Cela a aidé à freiner le dollar ; parallèlement, des facteurs spécifiques au Japon ont commencé à soutenir le yen, ce qui explique pourquoi ce mouvement semble différent des précédents rebonds guidés par des interventions.
La pression provient désormais des deux extrémités de la paire de devises : le Japon devient plus hawkish, ou du moins est perçu comme tel par le marché ; tandis que le soutien au dollar provenant de l'une de ses arguments les plus solides diminue.
Sur le plan technique, un passage sous 155 est significatif, car l'USD/JPY a également rompu le niveau de retrait de 38,2 % de la hausse partant du bas de 139,50 en avril 2025 jusqu'au sommet légèrement inférieur à 164 en juillet 2026. Cela met désormais en vue le bas de janvier sous 152,50 ainsi que la zone de retrait de 50 % au-dessus de 151,50.
Si les positions longues USD/JPY basées sur l'ancien mécanisme d'arbitrage continuent d'être clôturées, ce couple de devises pourrait encore baisser.
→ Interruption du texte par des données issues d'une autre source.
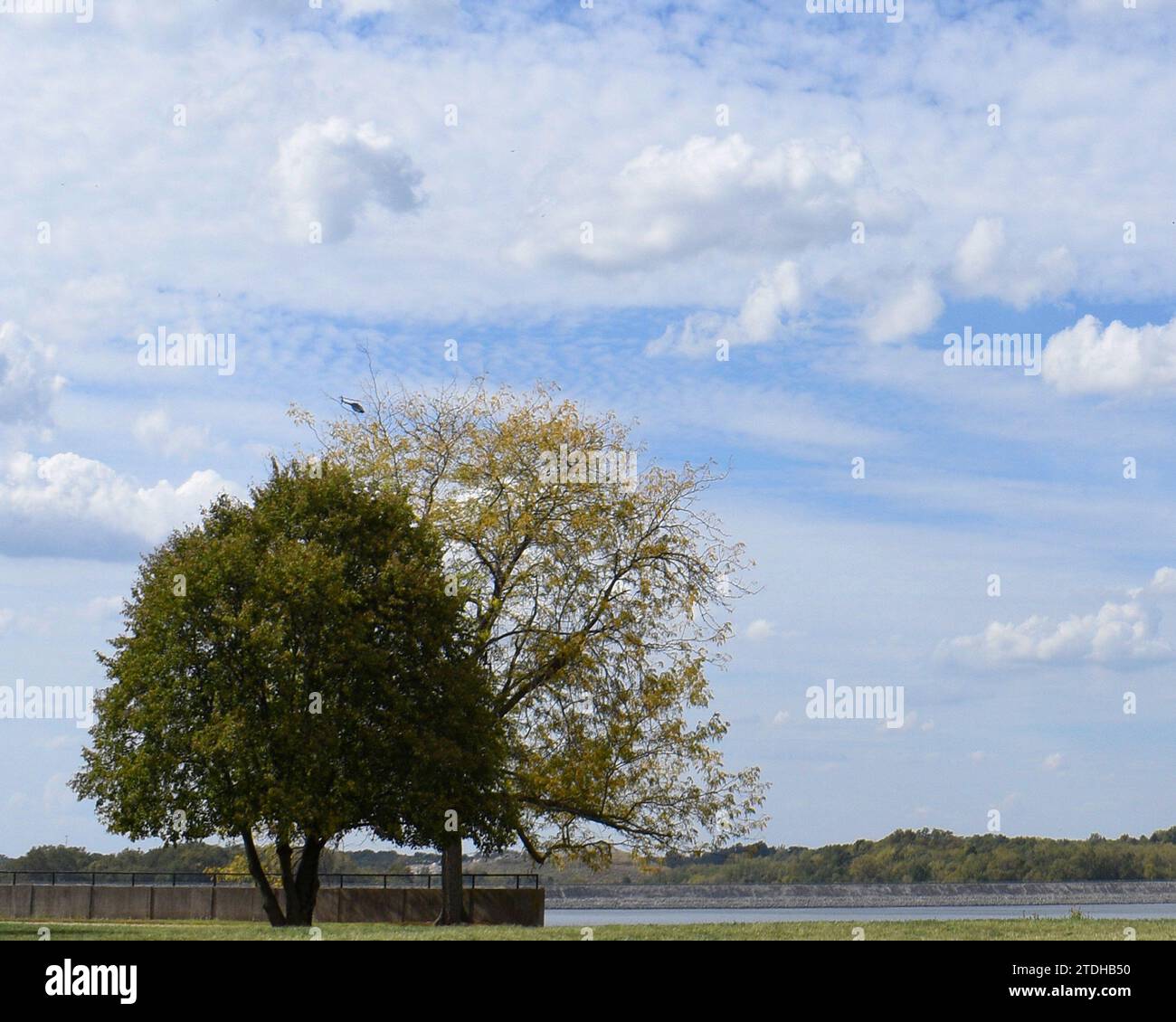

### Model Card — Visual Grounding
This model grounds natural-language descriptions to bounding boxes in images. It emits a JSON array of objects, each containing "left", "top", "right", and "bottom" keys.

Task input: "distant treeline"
[{"left": 0, "top": 827, "right": 1176, "bottom": 884}]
À moins que le USD/JPY ne rebondisse rapidement au-dessus de 155, le marché pourrait commencer à considérer l'ancienne zone de soutien comme une nouvelle résistance. Ce serait un changement significatif, mais cela ne correspondrait pas automatiquement à un retournement complet de la tendance.
De nombreux facteurs ayant poussé le yen ces derniers jours reposent sur des attentes qui n'ont pas encore été entièrement vérifiées : une action plus rapide de la BOJ, une réduction de la tendance japonaise à la réinflation, un éventuel retour de fonds du GPIF, une préférence de Washington pour un yen plus fort, ainsi qu'un changement réellement plus hawkish de la Réserve fédérale.
Ainsi, le troisième essai a enfin franchi le niveau de 155, ce qui mérite attention.
Mais la question plus importante est : le marché vient-il simplement d’enfoncer une porte technique récalcitrante, ou le Japon commence-t-il vraiment à modifier l’architecture des politiques de l’autre côté ? Sur le marché des changes, ce sont deux opérations totalement différentes.